Mikimoto -- the well known jeweler that pioneered the production of cultured pearls -- sells pearls that it says are "the most luminous of all."  Mikimoto also says its pearls have the "highest quality and luster."  And if you're still not convinced, the company explains that it sells "the finest pearls that meet the strictest standards."  Are these statements actually advertising claims that require substantiation?  That was the issue in a recent lawsuit brought in federal court in New York. 

In order to state a claim for false advertising under New York law, the plaintiff must demonstrate that the advertising is "likely to mislead a reasonable consumer acting reasonably under the circumstances."  It's not enough that advertising might "conceivably be misunderstood by some few customers."  Rather, the plaintiff must ultimately show that "a significant portion of the general consuming public or of targeted customers, acting reasonably in the circumstances, could be misled." 

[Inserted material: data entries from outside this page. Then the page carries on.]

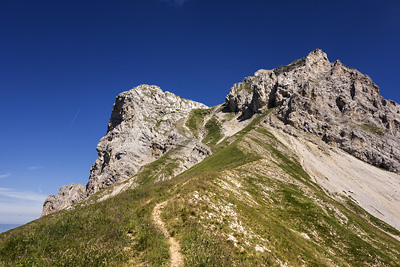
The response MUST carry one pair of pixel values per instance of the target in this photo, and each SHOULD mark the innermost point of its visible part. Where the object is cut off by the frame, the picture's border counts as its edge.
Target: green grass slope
(249, 204)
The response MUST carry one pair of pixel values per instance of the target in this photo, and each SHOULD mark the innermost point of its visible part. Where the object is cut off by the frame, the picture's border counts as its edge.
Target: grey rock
(67, 196)
(142, 128)
(339, 104)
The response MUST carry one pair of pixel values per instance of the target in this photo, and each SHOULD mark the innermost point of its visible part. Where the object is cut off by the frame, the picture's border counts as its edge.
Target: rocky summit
(298, 167)
(330, 100)
(143, 127)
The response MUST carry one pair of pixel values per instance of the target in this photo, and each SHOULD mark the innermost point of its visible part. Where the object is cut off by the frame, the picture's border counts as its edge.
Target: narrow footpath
(174, 247)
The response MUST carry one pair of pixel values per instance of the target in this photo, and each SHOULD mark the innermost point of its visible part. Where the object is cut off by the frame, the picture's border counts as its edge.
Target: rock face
(330, 100)
(336, 103)
(144, 125)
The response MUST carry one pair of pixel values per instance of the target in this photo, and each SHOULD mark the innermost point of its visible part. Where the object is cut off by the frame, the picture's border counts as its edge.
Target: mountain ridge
(251, 182)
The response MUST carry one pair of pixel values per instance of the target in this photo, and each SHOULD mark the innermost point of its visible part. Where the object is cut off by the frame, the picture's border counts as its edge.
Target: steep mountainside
(278, 175)
(330, 100)
(145, 124)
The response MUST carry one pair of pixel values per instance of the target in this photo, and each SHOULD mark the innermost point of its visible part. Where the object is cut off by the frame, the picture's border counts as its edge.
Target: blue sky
(63, 62)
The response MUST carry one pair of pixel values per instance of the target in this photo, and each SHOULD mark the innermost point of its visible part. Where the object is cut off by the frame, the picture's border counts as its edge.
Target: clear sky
(63, 62)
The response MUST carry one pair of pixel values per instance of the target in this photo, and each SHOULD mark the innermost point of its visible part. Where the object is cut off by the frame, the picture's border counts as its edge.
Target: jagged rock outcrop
(145, 124)
(339, 104)
(67, 196)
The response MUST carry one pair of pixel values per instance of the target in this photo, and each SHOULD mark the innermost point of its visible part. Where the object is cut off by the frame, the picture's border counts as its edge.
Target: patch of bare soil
(174, 247)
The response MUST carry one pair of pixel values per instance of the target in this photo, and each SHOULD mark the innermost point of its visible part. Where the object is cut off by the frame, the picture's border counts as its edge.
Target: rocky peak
(330, 100)
(142, 128)
(317, 61)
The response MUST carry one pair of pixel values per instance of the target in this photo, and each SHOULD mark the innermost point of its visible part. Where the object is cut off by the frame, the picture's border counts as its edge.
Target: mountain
(297, 168)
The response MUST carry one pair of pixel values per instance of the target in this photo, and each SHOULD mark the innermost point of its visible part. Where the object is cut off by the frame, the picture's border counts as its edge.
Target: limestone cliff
(330, 100)
(143, 127)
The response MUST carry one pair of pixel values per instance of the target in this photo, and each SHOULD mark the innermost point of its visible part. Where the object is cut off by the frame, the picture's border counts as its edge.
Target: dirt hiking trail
(174, 247)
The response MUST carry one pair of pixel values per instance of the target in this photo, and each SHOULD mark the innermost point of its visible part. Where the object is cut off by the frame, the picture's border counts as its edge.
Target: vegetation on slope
(249, 204)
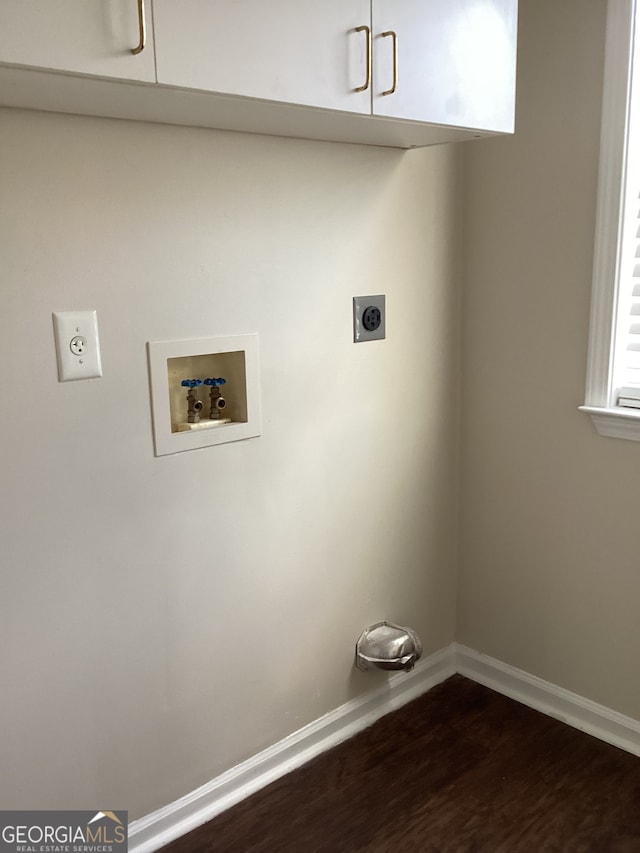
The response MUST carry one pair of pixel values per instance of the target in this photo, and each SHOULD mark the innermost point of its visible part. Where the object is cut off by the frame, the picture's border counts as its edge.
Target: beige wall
(163, 619)
(550, 576)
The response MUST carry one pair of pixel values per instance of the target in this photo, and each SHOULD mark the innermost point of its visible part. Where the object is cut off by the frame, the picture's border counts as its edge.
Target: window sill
(615, 423)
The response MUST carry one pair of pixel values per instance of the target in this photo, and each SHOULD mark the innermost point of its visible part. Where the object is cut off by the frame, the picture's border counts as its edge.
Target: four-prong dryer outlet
(368, 318)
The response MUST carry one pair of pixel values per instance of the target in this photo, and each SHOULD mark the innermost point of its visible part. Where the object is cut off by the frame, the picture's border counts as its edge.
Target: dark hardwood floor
(460, 770)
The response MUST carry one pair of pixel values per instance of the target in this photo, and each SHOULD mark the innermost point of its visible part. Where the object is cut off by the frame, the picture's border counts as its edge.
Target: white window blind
(626, 353)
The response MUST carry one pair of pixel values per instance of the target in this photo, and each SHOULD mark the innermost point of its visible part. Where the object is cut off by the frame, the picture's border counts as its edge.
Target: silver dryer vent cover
(387, 646)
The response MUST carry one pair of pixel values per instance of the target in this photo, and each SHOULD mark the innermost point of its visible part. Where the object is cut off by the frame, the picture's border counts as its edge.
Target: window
(613, 373)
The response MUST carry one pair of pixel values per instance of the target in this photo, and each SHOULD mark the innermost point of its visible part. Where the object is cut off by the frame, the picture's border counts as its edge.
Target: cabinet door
(456, 61)
(78, 36)
(296, 51)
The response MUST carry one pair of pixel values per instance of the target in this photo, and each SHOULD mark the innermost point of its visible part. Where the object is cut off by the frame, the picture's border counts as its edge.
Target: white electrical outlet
(77, 345)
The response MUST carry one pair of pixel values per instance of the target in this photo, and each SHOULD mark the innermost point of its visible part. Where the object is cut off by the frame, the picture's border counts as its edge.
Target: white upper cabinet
(305, 52)
(93, 37)
(401, 73)
(453, 62)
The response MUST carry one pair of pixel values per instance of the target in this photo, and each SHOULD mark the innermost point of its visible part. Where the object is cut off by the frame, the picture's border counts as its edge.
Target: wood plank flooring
(460, 770)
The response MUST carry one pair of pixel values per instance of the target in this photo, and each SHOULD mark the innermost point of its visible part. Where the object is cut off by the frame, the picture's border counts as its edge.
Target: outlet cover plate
(77, 345)
(360, 305)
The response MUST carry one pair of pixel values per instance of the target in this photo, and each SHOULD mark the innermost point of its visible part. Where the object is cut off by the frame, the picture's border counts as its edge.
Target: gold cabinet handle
(394, 36)
(142, 26)
(367, 82)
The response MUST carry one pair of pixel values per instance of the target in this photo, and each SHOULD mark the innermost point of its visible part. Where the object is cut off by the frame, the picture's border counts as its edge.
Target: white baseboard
(153, 831)
(576, 711)
(160, 827)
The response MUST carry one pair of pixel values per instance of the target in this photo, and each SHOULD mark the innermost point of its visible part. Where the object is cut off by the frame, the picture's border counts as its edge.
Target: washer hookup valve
(217, 400)
(194, 406)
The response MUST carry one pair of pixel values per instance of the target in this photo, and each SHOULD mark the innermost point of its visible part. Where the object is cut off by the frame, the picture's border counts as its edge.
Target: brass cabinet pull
(367, 82)
(394, 36)
(143, 29)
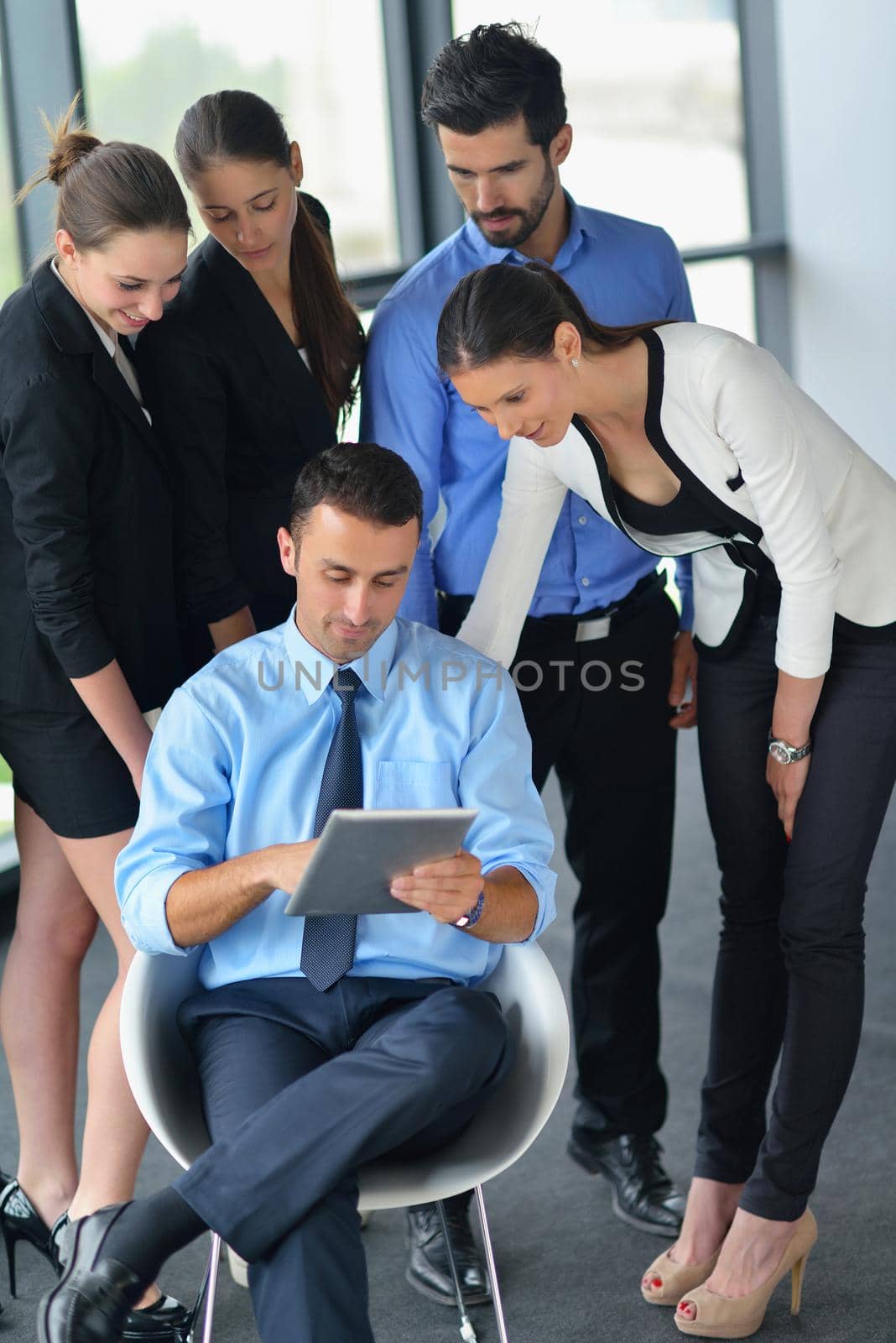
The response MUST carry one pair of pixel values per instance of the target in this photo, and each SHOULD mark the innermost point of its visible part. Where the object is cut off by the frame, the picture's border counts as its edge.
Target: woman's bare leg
(114, 1130)
(55, 924)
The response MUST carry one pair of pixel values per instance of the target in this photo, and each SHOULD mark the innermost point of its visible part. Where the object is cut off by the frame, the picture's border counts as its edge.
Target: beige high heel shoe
(739, 1316)
(674, 1279)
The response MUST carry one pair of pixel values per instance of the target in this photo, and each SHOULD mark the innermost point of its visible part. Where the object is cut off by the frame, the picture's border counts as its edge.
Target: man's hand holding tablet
(448, 890)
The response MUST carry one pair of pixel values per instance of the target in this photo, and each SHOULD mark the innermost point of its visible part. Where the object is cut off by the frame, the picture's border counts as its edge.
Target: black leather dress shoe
(643, 1193)
(94, 1296)
(163, 1322)
(428, 1269)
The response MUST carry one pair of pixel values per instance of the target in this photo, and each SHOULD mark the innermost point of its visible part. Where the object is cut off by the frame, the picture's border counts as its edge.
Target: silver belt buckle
(597, 629)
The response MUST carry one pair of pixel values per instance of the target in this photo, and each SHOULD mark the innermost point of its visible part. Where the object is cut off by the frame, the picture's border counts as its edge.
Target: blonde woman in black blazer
(255, 363)
(89, 651)
(694, 441)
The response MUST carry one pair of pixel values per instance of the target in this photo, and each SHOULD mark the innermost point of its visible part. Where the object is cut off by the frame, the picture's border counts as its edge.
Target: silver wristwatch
(784, 752)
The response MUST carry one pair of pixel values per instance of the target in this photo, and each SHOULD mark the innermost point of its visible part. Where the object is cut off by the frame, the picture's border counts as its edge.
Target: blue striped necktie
(327, 942)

Here, Mikimoto moved to dismiss, arguing that the plaintiff had failed to state a claim because statements in advertising like "the finest," "the most luminous of all," and "the highest quality" are non-actionable puffery.  And the court agreed.  

What is puffery, exactly?  The court described puffery as "generalized or exaggerated statements which a reasonable consumer would not interpret as a factual claim upon which [the consumer] could rely."  In other words, statements that are puffery are representations that can't be proven or disproven.  They're generally hyperbolic statements of opinion that consumers aren't going to rely on when making a purchasing decision.  Advertising that something is the "best" or the "finest" is classic puffery. 

Interestingly, the court also held that Mikimoto's claim that it complies with the "strictest standards" was puffery as well, because the company never identified what requirements or standards the company is talking about.  It's a good decision for the advertiser, though I'm not sure another court might not have wanted to learn more about what consumers' reasonable takeaway was here, in light of the specific product attributes being promoted and what standards might be applicable to the pearl industry.  

Lee v. Mikimoto, 2023 WL 2711825 (S.D.N.Y. 2023).